Weight attribute. The attribute that represents the relevance (weight) of each sample.
Regularization parameter. The value of the regularization parameter that is added to the diagonal of the matrix.
Initialize random generator with seed. If selected, a seed is used to set the starting point in the sequence during random generation operations. Therefore, using the same seed each time will make each execution reproducible. Otherwise, running the same task (with identical options) may produce different outcomes due to different random numbers being generated at some stages of the process.
Aggregate data before processing. If selected, identical patterns are aggregated and considered as a single pattern during the training phase.
Append results. If selected, the results of this computation are appended to the dataset, otherwise they replace the results of previous computations.
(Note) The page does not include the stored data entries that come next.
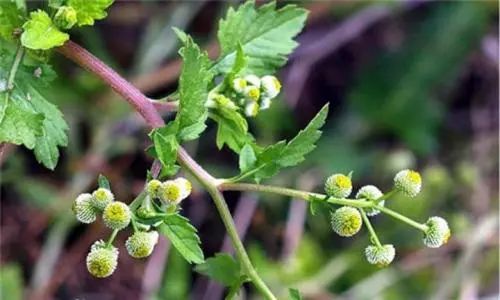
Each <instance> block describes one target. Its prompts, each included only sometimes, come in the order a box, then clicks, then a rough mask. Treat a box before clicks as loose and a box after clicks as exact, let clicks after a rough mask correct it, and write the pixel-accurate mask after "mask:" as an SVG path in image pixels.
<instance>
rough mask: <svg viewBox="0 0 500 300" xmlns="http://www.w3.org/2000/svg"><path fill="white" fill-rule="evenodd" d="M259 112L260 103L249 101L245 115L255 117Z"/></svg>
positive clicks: (246, 106) (247, 103) (251, 116)
mask: <svg viewBox="0 0 500 300" xmlns="http://www.w3.org/2000/svg"><path fill="white" fill-rule="evenodd" d="M258 113H259V104H258V103H257V102H253V101H252V102H248V103H247V104H246V105H245V115H246V116H247V117H255V116H257V114H258Z"/></svg>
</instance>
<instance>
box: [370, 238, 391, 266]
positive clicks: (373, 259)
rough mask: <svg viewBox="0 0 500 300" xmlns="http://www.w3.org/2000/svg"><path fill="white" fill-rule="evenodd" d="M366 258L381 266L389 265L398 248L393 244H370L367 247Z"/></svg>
mask: <svg viewBox="0 0 500 300" xmlns="http://www.w3.org/2000/svg"><path fill="white" fill-rule="evenodd" d="M365 256H366V260H367V261H368V262H369V263H370V264H372V265H377V266H379V267H386V266H388V265H389V264H390V263H391V262H392V261H393V260H394V256H396V250H395V249H394V246H393V245H391V244H386V245H382V247H379V246H374V245H370V246H368V247H366V249H365Z"/></svg>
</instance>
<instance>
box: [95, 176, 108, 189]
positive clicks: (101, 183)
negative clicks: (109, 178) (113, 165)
mask: <svg viewBox="0 0 500 300" xmlns="http://www.w3.org/2000/svg"><path fill="white" fill-rule="evenodd" d="M97 183H98V184H99V187H100V188H105V189H108V190H111V185H110V184H109V180H108V178H106V176H104V175H102V174H99V178H98V179H97Z"/></svg>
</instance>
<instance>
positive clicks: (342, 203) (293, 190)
mask: <svg viewBox="0 0 500 300" xmlns="http://www.w3.org/2000/svg"><path fill="white" fill-rule="evenodd" d="M219 189H220V190H221V191H249V192H262V193H272V194H278V195H283V196H288V197H292V198H297V199H302V200H305V201H313V200H315V199H316V198H321V199H324V198H326V202H328V203H332V204H337V205H347V206H352V207H357V208H364V207H372V206H374V204H373V203H372V202H369V201H364V200H362V199H343V198H333V197H327V196H326V195H323V194H318V193H310V192H304V191H299V190H294V189H289V188H283V187H279V186H272V185H261V184H251V183H229V182H227V181H222V183H219Z"/></svg>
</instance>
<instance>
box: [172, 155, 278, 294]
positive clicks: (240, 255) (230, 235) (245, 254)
mask: <svg viewBox="0 0 500 300" xmlns="http://www.w3.org/2000/svg"><path fill="white" fill-rule="evenodd" d="M178 155H179V156H185V155H187V153H185V152H183V151H179V154H178ZM178 161H179V164H180V165H181V166H182V167H183V168H184V169H186V170H187V171H188V172H189V173H190V174H191V175H193V176H194V177H195V178H196V179H197V180H198V182H200V183H201V184H202V185H203V186H204V187H205V189H206V190H207V192H208V193H209V194H210V196H211V197H212V199H213V200H214V203H215V206H216V207H217V210H218V211H219V215H220V217H221V219H222V222H223V223H224V226H225V227H226V230H227V234H228V235H229V237H230V238H231V241H232V243H233V246H234V250H235V252H236V256H237V257H238V260H239V261H240V262H241V264H242V266H243V268H244V270H245V273H246V274H247V275H248V277H250V279H251V280H252V282H253V284H254V285H255V287H256V288H257V289H258V290H259V291H260V293H261V294H262V295H264V296H265V297H266V298H267V299H276V297H275V296H274V295H273V293H272V292H271V290H270V289H269V288H268V287H267V285H266V284H265V282H264V281H263V280H262V279H261V278H260V276H259V274H258V273H257V271H256V270H255V268H254V267H253V265H252V262H251V261H250V258H249V257H248V254H247V252H246V250H245V247H244V246H243V243H242V242H241V240H240V237H239V235H238V231H237V230H236V226H235V224H234V221H233V218H232V216H231V213H230V211H229V208H228V207H227V204H226V201H225V200H224V196H223V195H222V193H221V192H220V191H219V190H218V189H217V184H216V181H215V179H214V178H213V177H212V176H209V175H208V174H206V175H203V173H200V172H196V167H195V165H193V164H192V163H190V160H189V159H187V160H186V159H182V158H180V159H178ZM207 175H208V176H207Z"/></svg>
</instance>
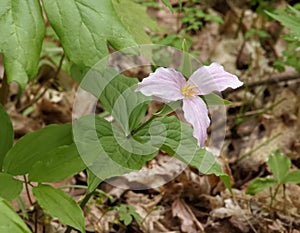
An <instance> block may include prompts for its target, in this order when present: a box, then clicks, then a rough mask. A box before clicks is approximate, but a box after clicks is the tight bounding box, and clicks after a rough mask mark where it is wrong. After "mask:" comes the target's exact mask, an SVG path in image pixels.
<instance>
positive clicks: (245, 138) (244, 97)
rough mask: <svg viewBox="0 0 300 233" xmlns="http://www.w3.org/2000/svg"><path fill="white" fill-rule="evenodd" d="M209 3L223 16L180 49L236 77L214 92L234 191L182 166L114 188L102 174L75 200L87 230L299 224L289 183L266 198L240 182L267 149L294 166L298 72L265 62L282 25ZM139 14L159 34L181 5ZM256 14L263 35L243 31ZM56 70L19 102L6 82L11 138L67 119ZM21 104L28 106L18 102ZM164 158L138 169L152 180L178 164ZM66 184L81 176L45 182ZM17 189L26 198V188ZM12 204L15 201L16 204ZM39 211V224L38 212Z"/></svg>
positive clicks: (142, 228)
mask: <svg viewBox="0 0 300 233" xmlns="http://www.w3.org/2000/svg"><path fill="white" fill-rule="evenodd" d="M183 2H184V3H185V1H183ZM216 2H218V1H216ZM219 2H222V3H223V4H222V5H220V4H215V5H214V4H212V5H211V6H207V7H206V11H207V12H210V14H215V15H218V16H220V17H221V18H222V19H223V21H224V23H223V24H218V23H216V22H205V23H204V24H203V25H202V27H201V28H200V29H199V30H197V31H190V32H189V35H190V37H191V38H192V40H191V41H192V43H191V48H190V50H191V51H192V52H198V53H194V54H197V55H196V56H197V58H198V59H199V60H200V62H207V61H211V62H213V61H217V62H219V63H221V64H222V65H224V67H225V69H226V70H227V71H228V72H230V73H233V74H235V75H237V76H238V77H239V79H240V80H242V81H243V82H244V83H245V85H244V86H243V87H241V88H239V89H236V90H227V91H225V92H224V93H223V98H224V99H228V100H230V101H232V104H231V105H230V106H228V107H227V124H226V135H225V141H224V144H223V147H222V151H221V155H220V157H219V160H220V162H221V163H222V166H223V168H224V170H226V172H227V173H228V174H229V175H230V176H231V180H232V186H233V193H234V196H232V195H231V194H230V193H229V191H228V190H227V189H226V188H225V186H224V185H223V183H222V181H221V180H220V179H219V178H218V177H216V176H213V175H209V176H206V175H203V174H199V173H198V172H197V171H195V170H194V169H192V168H189V167H187V168H186V169H185V170H184V171H183V172H182V173H181V174H180V175H178V176H177V177H176V178H175V179H173V180H172V181H170V182H168V183H167V184H165V185H163V186H161V187H157V188H150V189H145V190H131V189H129V188H128V189H126V188H122V189H120V188H117V187H114V186H111V185H109V184H108V183H105V182H103V183H102V184H101V185H100V186H99V190H102V192H99V193H97V194H96V195H95V196H94V197H93V198H92V199H91V200H90V202H89V203H88V205H87V207H86V209H85V216H86V229H87V231H88V232H154V233H155V232H173V233H175V232H189V233H193V232H207V233H213V232H214V233H217V232H218V233H234V232H237V233H250V232H262V233H265V232H270V233H271V232H278V233H284V232H286V233H299V232H300V195H299V193H300V187H299V185H297V184H286V185H285V186H282V188H280V189H279V191H278V194H277V195H276V196H275V198H274V199H272V198H271V197H272V195H271V191H274V190H270V189H266V190H264V191H262V192H259V193H257V194H256V195H249V194H246V187H247V186H248V184H249V183H250V182H251V181H253V180H254V179H255V178H258V177H267V176H271V175H272V174H271V171H270V169H269V168H268V166H267V161H268V158H269V156H270V155H271V154H272V153H274V152H275V151H280V152H281V153H282V154H284V155H285V156H288V157H289V158H290V159H291V161H292V167H291V169H292V170H293V169H299V168H300V138H299V132H300V128H299V127H300V108H299V103H300V76H299V74H297V72H296V71H295V70H294V69H293V68H291V67H286V69H285V71H284V72H282V73H279V72H278V71H277V70H275V69H274V67H273V63H274V61H275V60H276V59H277V57H279V56H280V55H281V53H282V52H283V51H284V50H285V49H286V43H285V41H284V40H283V38H282V34H284V33H285V32H286V30H285V29H284V28H282V26H281V25H280V24H279V23H278V22H275V21H272V20H269V21H265V22H264V19H263V17H262V15H261V14H258V13H255V12H254V11H253V10H251V9H250V8H249V6H248V5H246V3H245V1H219ZM235 2H238V3H235ZM149 14H150V15H151V16H152V17H154V18H155V19H156V21H157V22H158V24H159V25H160V26H161V27H162V28H167V30H168V33H167V34H166V37H167V35H168V34H178V33H179V32H180V31H181V29H182V28H184V27H185V25H184V24H183V23H182V21H181V20H180V17H181V13H178V12H174V13H171V12H170V11H169V9H168V8H167V7H164V6H162V8H161V9H157V8H153V7H152V8H151V7H150V8H149ZM262 23H264V30H265V31H266V32H268V33H269V34H270V37H267V38H260V37H259V36H255V35H254V36H251V37H249V38H247V39H245V33H246V32H247V31H248V30H249V29H250V28H258V29H260V28H261V25H262ZM199 52H200V53H199ZM63 76H64V82H61V80H58V83H59V85H61V86H62V87H63V89H62V90H57V88H53V86H54V85H53V86H51V87H50V88H49V87H47V90H46V89H45V92H44V93H43V95H42V96H41V97H40V98H39V99H38V100H35V101H34V102H32V101H31V100H30V99H31V95H32V93H35V95H36V93H39V92H41V90H43V88H44V87H43V88H40V89H38V88H35V89H34V88H33V89H28V90H26V91H25V92H26V93H25V94H24V96H25V97H23V98H25V101H23V103H24V104H23V105H21V106H18V108H16V102H14V100H15V96H16V95H17V88H16V87H15V86H14V85H12V87H11V96H10V99H11V102H10V103H8V105H7V106H9V107H8V109H9V110H8V111H9V114H10V116H11V118H12V121H13V125H14V129H15V135H16V137H17V138H18V137H21V136H22V135H25V134H26V133H28V132H31V131H35V130H37V129H40V128H42V127H43V126H45V125H47V124H51V123H66V122H71V120H72V119H71V117H72V116H71V113H72V101H74V92H75V91H74V90H75V88H76V84H75V82H73V81H72V79H71V78H70V77H68V75H67V74H63ZM66 80H67V81H66ZM41 85H42V84H41ZM50 96H52V97H51V98H50ZM53 96H55V98H53ZM26 98H27V100H26ZM30 106H31V107H32V109H31V111H30V112H29V113H24V111H20V108H21V109H22V110H24V109H28V107H30ZM166 161H168V156H167V155H165V154H164V153H163V152H161V153H160V154H159V155H158V156H157V157H156V158H155V159H154V161H151V162H149V163H148V164H147V166H146V167H145V169H150V170H151V169H152V170H153V173H155V177H156V179H158V180H159V179H166V177H168V176H172V172H173V170H174V169H175V168H176V166H177V167H180V166H181V164H180V163H174V164H171V165H170V164H169V167H168V169H166V166H164V164H165V163H166ZM146 178H147V177H140V178H139V179H138V180H135V181H132V180H129V178H126V177H122V178H120V180H119V182H121V183H122V184H123V186H124V185H125V187H126V184H129V183H130V182H137V183H139V184H143V179H145V180H146ZM145 182H146V181H145ZM75 184H76V185H86V175H85V174H84V173H82V174H79V175H77V176H75V177H72V178H70V179H67V180H64V181H63V182H61V183H57V184H55V185H56V186H62V185H75ZM68 192H69V194H70V195H72V196H73V197H74V198H75V199H78V198H80V195H82V194H83V193H84V190H82V189H73V188H69V189H68ZM22 195H24V200H26V199H27V197H26V194H25V193H24V194H22ZM271 199H272V200H271ZM271 203H272V204H271ZM25 204H26V201H25ZM26 205H29V204H28V203H27V204H26ZM122 205H127V206H133V207H134V208H135V211H136V212H137V213H138V215H139V216H140V219H139V217H134V216H133V221H132V222H131V223H130V224H129V225H128V226H125V225H124V224H122V222H120V221H119V220H120V207H121V206H122ZM15 208H16V209H18V205H17V204H16V205H15ZM40 219H41V222H44V223H45V219H44V215H43V216H42V215H41V216H40ZM29 224H30V223H29ZM41 225H42V224H41ZM41 227H42V226H41ZM41 232H42V231H41ZM46 232H50V233H51V232H64V227H63V226H60V225H59V224H58V223H56V221H55V220H54V221H52V222H51V224H48V226H47V231H46Z"/></svg>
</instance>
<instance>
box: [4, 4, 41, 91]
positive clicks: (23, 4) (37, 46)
mask: <svg viewBox="0 0 300 233" xmlns="http://www.w3.org/2000/svg"><path fill="white" fill-rule="evenodd" d="M44 32H45V23H44V19H43V16H42V10H41V7H40V3H39V1H38V0H31V1H29V0H27V1H14V0H1V1H0V52H1V53H3V56H4V67H5V72H6V74H7V78H8V81H9V82H12V81H17V82H18V83H19V84H20V85H21V86H22V87H25V85H26V83H27V81H28V79H31V78H33V77H34V76H35V75H36V73H37V68H38V63H39V58H40V52H41V48H42V42H43V38H44Z"/></svg>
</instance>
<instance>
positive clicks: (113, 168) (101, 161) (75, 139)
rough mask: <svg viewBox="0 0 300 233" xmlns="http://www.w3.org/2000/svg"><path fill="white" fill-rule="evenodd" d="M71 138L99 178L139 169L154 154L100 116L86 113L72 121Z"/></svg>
mask: <svg viewBox="0 0 300 233" xmlns="http://www.w3.org/2000/svg"><path fill="white" fill-rule="evenodd" d="M73 127H74V130H73V132H74V140H75V143H76V145H77V148H78V151H79V153H80V155H81V157H82V159H83V160H84V162H85V163H86V164H87V165H88V166H89V169H90V170H91V171H92V172H93V173H94V174H95V175H97V176H98V177H99V178H101V179H102V180H104V179H106V178H110V177H113V176H118V175H123V174H125V173H128V172H131V171H132V170H139V169H141V168H142V166H143V165H144V164H145V163H146V162H147V161H149V160H151V159H152V158H153V157H154V156H155V155H156V154H157V149H156V148H154V147H152V146H151V145H149V144H148V145H146V144H142V143H139V142H137V141H135V140H134V138H132V137H130V136H129V137H127V136H126V135H125V134H124V132H122V131H120V130H119V129H118V128H116V127H115V126H113V125H112V124H111V123H109V122H108V121H106V120H104V119H103V118H100V117H99V116H94V115H89V116H85V117H82V118H81V119H79V120H77V121H76V122H75V123H74V125H73Z"/></svg>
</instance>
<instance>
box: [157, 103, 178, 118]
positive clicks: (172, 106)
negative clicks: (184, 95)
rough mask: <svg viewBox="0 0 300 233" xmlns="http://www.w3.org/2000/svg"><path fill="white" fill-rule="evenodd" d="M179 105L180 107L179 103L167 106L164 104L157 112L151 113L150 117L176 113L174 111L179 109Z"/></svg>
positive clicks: (170, 104) (168, 103) (166, 104)
mask: <svg viewBox="0 0 300 233" xmlns="http://www.w3.org/2000/svg"><path fill="white" fill-rule="evenodd" d="M180 105H181V101H175V102H171V103H168V104H164V105H163V106H162V108H161V109H160V110H159V111H158V112H156V113H153V114H152V115H154V116H167V115H169V114H170V113H172V112H174V111H176V109H178V108H179V107H180Z"/></svg>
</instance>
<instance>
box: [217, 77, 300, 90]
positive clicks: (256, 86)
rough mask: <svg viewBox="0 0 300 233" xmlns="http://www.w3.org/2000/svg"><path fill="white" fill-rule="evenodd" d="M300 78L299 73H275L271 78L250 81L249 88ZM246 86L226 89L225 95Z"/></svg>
mask: <svg viewBox="0 0 300 233" xmlns="http://www.w3.org/2000/svg"><path fill="white" fill-rule="evenodd" d="M297 79H299V81H300V76H299V74H290V75H287V74H285V75H275V76H273V77H271V78H269V79H268V80H261V81H257V82H254V83H250V84H248V87H247V88H248V89H253V88H255V87H257V86H261V85H274V84H276V83H281V82H287V81H292V80H297ZM244 89H245V87H244V86H241V87H239V88H236V89H230V90H227V91H224V92H223V93H224V95H226V94H229V93H232V92H235V91H241V90H244Z"/></svg>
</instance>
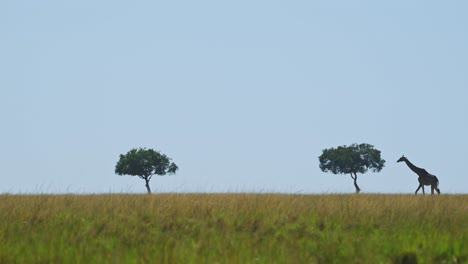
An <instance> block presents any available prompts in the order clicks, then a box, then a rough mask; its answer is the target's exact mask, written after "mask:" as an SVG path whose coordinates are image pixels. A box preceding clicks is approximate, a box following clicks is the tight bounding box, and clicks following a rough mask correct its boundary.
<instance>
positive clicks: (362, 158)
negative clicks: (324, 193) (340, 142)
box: [319, 143, 385, 193]
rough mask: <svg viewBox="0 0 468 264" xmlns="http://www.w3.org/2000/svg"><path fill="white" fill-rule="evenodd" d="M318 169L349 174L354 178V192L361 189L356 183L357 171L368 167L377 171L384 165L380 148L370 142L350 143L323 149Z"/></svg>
mask: <svg viewBox="0 0 468 264" xmlns="http://www.w3.org/2000/svg"><path fill="white" fill-rule="evenodd" d="M319 161H320V169H321V170H322V171H323V172H332V173H333V174H350V175H351V178H352V179H353V180H354V187H355V188H356V193H359V192H360V191H361V189H360V188H359V186H358V185H357V173H361V174H364V173H366V172H367V171H368V170H369V169H370V170H371V171H373V172H379V171H381V170H382V168H383V167H384V165H385V160H384V159H382V157H381V155H380V150H377V149H375V148H374V146H372V145H370V144H365V143H363V144H359V145H358V144H352V145H350V146H339V147H337V148H329V149H324V150H323V153H322V155H320V157H319Z"/></svg>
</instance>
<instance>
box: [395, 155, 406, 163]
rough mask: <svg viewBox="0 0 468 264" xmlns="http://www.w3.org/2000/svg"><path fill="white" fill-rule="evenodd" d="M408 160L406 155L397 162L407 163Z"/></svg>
mask: <svg viewBox="0 0 468 264" xmlns="http://www.w3.org/2000/svg"><path fill="white" fill-rule="evenodd" d="M407 160H408V159H407V158H406V157H405V155H403V156H401V158H400V159H398V160H397V162H402V161H407Z"/></svg>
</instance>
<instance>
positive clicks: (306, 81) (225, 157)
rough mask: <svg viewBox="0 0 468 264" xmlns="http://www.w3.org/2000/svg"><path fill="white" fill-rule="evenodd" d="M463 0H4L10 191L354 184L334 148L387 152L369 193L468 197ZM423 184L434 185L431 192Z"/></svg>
mask: <svg viewBox="0 0 468 264" xmlns="http://www.w3.org/2000/svg"><path fill="white" fill-rule="evenodd" d="M467 13H468V2H467V1H427V0H424V1H423V0H420V1H403V0H396V1H328V0H327V1H271V0H269V1H243V0H238V1H204V0H200V1H182V0H180V1H115V0H112V1H110V0H109V1H91V0H80V1H59V0H56V1H48V0H45V1H21V0H6V1H1V2H0V121H1V126H0V166H1V170H0V175H1V179H2V183H1V184H0V193H109V192H113V193H114V192H115V193H121V192H125V193H126V192H130V193H145V192H146V189H145V187H144V181H143V180H141V179H139V178H137V177H129V176H117V175H115V174H114V169H115V164H116V162H117V161H118V157H119V155H120V154H123V153H126V152H127V151H128V150H130V149H131V148H134V147H146V148H153V149H155V150H159V151H161V152H162V153H165V154H167V155H168V156H169V157H171V158H172V159H173V161H174V162H175V163H176V164H177V165H178V166H179V167H180V170H179V171H178V173H177V174H176V175H174V176H168V177H154V178H153V179H152V181H151V187H152V189H153V191H155V192H226V191H229V192H287V193H353V192H354V186H353V184H352V180H351V178H350V177H349V176H348V175H334V174H331V173H323V172H321V171H320V169H319V162H318V156H319V155H320V154H321V153H322V150H323V149H324V148H330V147H336V146H339V145H350V144H352V143H369V144H372V145H374V146H375V148H377V149H379V150H381V151H382V156H383V158H384V159H385V160H386V161H387V162H386V166H385V168H384V169H383V170H382V171H381V172H380V173H372V172H368V173H367V174H364V175H358V177H359V178H358V184H359V185H360V187H361V189H362V192H363V193H366V192H367V193H413V192H414V191H415V189H416V188H417V187H418V182H417V176H416V174H414V173H413V172H411V171H410V170H409V168H408V167H407V166H406V165H405V164H402V163H396V161H397V159H398V158H399V157H400V156H401V155H402V154H404V155H405V156H407V157H408V158H409V159H410V160H411V161H412V162H413V163H414V164H415V165H417V166H419V167H423V168H425V169H426V170H428V171H429V172H430V173H432V174H435V175H437V177H438V178H439V180H440V189H441V191H442V192H443V193H467V192H468V171H466V167H467V166H466V164H467V162H468V161H467V159H468V155H467V150H468V139H467V136H468V118H467V114H468V102H467V99H468V16H467V15H466V14H467ZM428 189H429V188H428V187H426V191H428Z"/></svg>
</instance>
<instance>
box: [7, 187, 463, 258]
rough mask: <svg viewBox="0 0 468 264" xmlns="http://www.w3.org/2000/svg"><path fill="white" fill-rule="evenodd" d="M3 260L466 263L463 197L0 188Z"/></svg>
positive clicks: (401, 195)
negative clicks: (54, 191) (48, 193)
mask: <svg viewBox="0 0 468 264" xmlns="http://www.w3.org/2000/svg"><path fill="white" fill-rule="evenodd" d="M0 219H1V221H2V224H1V225H0V245H1V248H0V262H2V263H12V262H15V263H37V262H49V263H404V262H406V263H415V262H420V263H434V262H445V263H466V262H467V261H468V235H467V234H468V224H467V223H468V196H467V195H441V196H428V195H426V196H414V195H280V194H161V195H124V194H119V195H86V196H80V195H31V196H27V195H25V196H20V195H18V196H17V195H2V196H0Z"/></svg>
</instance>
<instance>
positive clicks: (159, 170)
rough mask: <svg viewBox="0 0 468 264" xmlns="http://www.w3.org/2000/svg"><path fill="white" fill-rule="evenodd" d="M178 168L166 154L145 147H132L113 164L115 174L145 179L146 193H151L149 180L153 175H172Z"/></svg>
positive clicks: (149, 179)
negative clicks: (130, 149)
mask: <svg viewBox="0 0 468 264" xmlns="http://www.w3.org/2000/svg"><path fill="white" fill-rule="evenodd" d="M178 169H179V167H177V165H176V164H175V163H174V162H171V159H170V158H168V157H167V156H166V155H164V154H161V153H159V152H157V151H154V150H152V149H146V148H138V149H136V148H134V149H131V150H130V151H129V152H127V154H125V155H123V154H121V155H120V159H119V161H118V162H117V165H115V173H116V174H118V175H130V176H138V177H140V178H141V179H143V180H145V183H146V184H145V186H146V189H147V190H148V193H151V188H150V186H149V182H150V180H151V178H152V177H153V176H154V175H159V176H164V175H166V174H169V175H172V174H175V173H176V171H177V170H178Z"/></svg>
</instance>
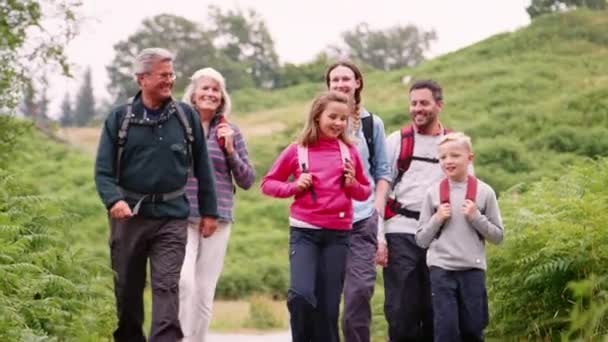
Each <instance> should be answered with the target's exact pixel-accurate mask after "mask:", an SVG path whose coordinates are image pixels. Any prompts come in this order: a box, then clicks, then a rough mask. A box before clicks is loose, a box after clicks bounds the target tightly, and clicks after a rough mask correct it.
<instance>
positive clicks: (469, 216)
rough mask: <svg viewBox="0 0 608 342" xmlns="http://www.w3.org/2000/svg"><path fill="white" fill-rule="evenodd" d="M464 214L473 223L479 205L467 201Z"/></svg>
mask: <svg viewBox="0 0 608 342" xmlns="http://www.w3.org/2000/svg"><path fill="white" fill-rule="evenodd" d="M462 213H463V214H464V216H465V217H466V218H467V220H469V221H473V219H474V218H475V216H477V205H476V204H475V202H473V201H471V200H470V199H467V200H465V201H464V204H463V205H462Z"/></svg>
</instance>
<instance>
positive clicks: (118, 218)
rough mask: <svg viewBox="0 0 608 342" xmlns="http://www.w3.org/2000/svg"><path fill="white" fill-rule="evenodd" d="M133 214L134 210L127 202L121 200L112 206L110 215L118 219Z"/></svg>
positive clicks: (127, 216) (111, 217)
mask: <svg viewBox="0 0 608 342" xmlns="http://www.w3.org/2000/svg"><path fill="white" fill-rule="evenodd" d="M132 216H133V212H132V211H131V208H129V205H128V204H127V202H125V201H123V200H120V201H118V202H116V203H114V205H113V206H112V208H110V217H111V218H113V219H117V220H123V219H128V218H129V217H132Z"/></svg>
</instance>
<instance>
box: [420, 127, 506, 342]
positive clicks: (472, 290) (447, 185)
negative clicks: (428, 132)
mask: <svg viewBox="0 0 608 342" xmlns="http://www.w3.org/2000/svg"><path fill="white" fill-rule="evenodd" d="M472 161H473V148H472V146H471V139H470V138H469V137H467V136H466V135H464V134H462V133H450V134H448V135H446V136H445V137H444V138H443V139H442V140H441V142H440V143H439V163H440V165H441V169H442V170H443V172H444V174H445V175H446V176H447V178H446V179H444V180H443V181H441V182H440V183H438V184H436V185H434V186H432V187H431V188H430V189H429V191H427V193H426V196H425V198H424V201H423V204H422V210H421V212H420V220H419V224H418V230H417V232H416V242H417V243H418V245H419V246H421V247H423V248H428V252H427V253H428V254H427V265H428V266H429V270H430V278H431V291H432V301H433V324H434V336H435V341H442V342H443V341H483V339H484V336H483V330H484V328H485V327H486V325H487V324H488V300H487V294H486V288H485V270H486V258H485V241H486V240H487V241H489V242H492V243H494V244H499V243H500V242H501V241H502V239H503V227H502V219H501V217H500V209H499V208H498V202H497V201H496V194H495V193H494V190H492V188H491V187H490V186H489V185H487V184H486V183H484V182H482V181H480V180H477V179H476V178H475V177H473V176H470V175H468V168H469V164H470V163H471V162H472Z"/></svg>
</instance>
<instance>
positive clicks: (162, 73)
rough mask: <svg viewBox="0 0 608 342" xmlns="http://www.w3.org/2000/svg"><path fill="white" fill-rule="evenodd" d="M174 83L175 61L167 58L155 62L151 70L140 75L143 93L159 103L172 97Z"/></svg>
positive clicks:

Set value for constant term. Users can enter a value, which will be used to compute coefficients.
Value for constant term. If the checkbox Set value for constant term has been selected, users can set a value for the constant term which will be used to compute the coefficient.
The Coefficients tab¶
This tab gives users a visual representation in a spreadsheet format of the coefficients generated by the analysis.
The Results tab¶
Within this tab, users can visualize a summary of the computation.
This tab is divided into two panes:
General Info
Within this pane, users can find the following information:
Task label
Elapsed time
Number of input attributes
Maximum coefficient (absolute value)
None
Result Quantities
Within this pane, users can set and configure the following options:
Number of samples
This checkbox is checked by default.
On the right of the above-mentioned checkbox, users, through a drop-down list, will be able to choose between the following options:
Train
Test
Valid
Whole
Example¶
After having imported the dataset, split the dataset into test and training sets (add 30% test and 70% training) with the Split Data task.
Then, add a Linear task.
Specify the following attributes:
set the attribute hours-per-week as output attribute.
set all the other attributes - except for income - as input attributes.
Save and compute the task.
Add an Apply Model task to visualize the results.
Add a Data Manger to the flow to visualize and check how the model built has been applied to the dataset.
Two more columns have been added by the Apply Model task:
The pred(hours-per-week) column contains the output forecast.
The err(hours-per-week) column contains the error.